In 1 Woolen and Thornton on the Law of Intoxicating Liquors, section 521, is cited a number of cases in which it is held that an election might be called to vote on local option for a territory, in certain subdivisions of which the question had previously been voted on and the law adopted, but none of these cases, except the Louisiana case we have cited above, assign any reason for the holding.

It has been argued that no such rule is applicable to our local option statutes concerning intoxicating liquors, and to this we agree. Several reasons therefor suggest themselves. Unlike the statute giving local option rights as to the stock law, the law applicable to intoxicating liquors is differently enacted. It does contemplate a county and community unit as therein stated, and the voters of the entire county are not in any manner given authority over the territory less than the county which can vote separately on the question. The act itself, fixes absolutely the boundaries of the county as a whole and for the subdivisions thereof; but in the stock law the authority was first given absolutely to the voters of the entire county and afterward the townships were given the right to proceed if the voters of the county did not. No one would likely contend that the electors of any *33county or city adopting the Local Option Law applicable to intoxicating liquors would be deprived of the right to vote ou the question of state-wide prohibition submitted to the voters of the entire State. The principles governing the stock law as enacted do not appear to us to be materially different. There is no express provision for depriving the voters of the entire county of the right to have the decision of all the voters of the county on the question of the adoption of the law for the entire county, and we know of no reason for reading such a restriction into the statute in this case. The citizens of the townships having adopted the stock law are yet interested in the question of its adoption in the whole county, and, because of having themselves adopted it, are none the less qualified to vote at the general election. The fact that the voters of certain townships are forced to accept less than county-wide restraint of animals from running at large should not deprive them of the right to aid in obtaining the greater benefit when it is possible.

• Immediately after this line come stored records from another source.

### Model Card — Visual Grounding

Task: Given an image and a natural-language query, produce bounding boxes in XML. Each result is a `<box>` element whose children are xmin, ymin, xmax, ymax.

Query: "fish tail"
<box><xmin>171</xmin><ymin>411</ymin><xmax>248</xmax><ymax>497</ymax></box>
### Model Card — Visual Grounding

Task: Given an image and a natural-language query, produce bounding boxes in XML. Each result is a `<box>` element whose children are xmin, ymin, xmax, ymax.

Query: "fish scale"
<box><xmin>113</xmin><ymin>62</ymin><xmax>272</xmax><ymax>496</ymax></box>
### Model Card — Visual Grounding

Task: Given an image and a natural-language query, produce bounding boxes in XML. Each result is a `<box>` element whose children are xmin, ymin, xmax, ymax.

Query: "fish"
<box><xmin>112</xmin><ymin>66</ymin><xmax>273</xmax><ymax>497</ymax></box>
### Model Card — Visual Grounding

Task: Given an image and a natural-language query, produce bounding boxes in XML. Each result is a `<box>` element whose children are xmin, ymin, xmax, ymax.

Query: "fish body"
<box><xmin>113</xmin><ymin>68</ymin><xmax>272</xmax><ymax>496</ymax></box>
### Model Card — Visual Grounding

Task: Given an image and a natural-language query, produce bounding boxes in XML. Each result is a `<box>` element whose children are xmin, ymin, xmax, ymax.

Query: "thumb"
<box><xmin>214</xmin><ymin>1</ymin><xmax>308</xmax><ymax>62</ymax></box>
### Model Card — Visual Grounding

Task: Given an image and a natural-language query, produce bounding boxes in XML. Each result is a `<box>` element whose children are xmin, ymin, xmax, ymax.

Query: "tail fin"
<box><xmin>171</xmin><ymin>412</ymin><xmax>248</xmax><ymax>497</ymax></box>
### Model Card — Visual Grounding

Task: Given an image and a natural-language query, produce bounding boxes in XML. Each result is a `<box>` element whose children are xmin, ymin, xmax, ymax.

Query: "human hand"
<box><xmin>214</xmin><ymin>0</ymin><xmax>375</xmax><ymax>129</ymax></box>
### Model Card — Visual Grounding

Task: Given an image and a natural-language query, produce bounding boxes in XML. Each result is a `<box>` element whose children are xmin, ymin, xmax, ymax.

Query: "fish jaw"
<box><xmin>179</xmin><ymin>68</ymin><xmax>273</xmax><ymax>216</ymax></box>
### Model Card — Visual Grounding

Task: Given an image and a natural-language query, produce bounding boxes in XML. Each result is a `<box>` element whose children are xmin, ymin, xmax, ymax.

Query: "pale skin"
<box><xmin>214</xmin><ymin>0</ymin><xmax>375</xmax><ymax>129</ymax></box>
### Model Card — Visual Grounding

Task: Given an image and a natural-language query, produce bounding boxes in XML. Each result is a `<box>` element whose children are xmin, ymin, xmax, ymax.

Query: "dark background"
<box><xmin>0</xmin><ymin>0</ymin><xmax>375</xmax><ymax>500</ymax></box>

We should not assume that the Legislature intended to repeal the county unit provisions of section 772 by, uhe enactment of section 784. Repeals by implication are not favored. This means that it is the duty of the courts to so construe the acts that, if possible, both shall be operative. [1 Southerland on Statutory Construction (Lewis’ 2 Ed.), section 247.] Before an act can be held to be repealed by implication by a subsequent one on the same subject the authorities and reason require that there be such inconsistency that both cannot operate together. In the case we have under consideration there is no such conflict. The townships have availed themselves of a right which in no manner now interferes with the privilege the whole county has'of adopting the stock law. Any argument made that to permit the county as a unit to vote after five or more townships have adopted the law as to certain animals will create confusion on the border, may be urged with equal force should we uphold respondents’ contention.

*34It is contended by respondents that the remedy invoked in this case — mandamus—is not available to the relators. Upon the record before us it is conceded that the petition and all the proceedings are regular if the householders of the townships having adopted the law are qualified to participate therein. As the matter now stands before us it appears that all matters in which the county court may exercise its discretion have been disposed of and that the only duty left to be performed is that of proceeding with the election. [State ex rel. Shaw v. Baker, 32 Mo. App. 98, 101, 102.] It is therefore ordered that the peremptory writ issue.

Sturgis and Farrington, JJ., concur.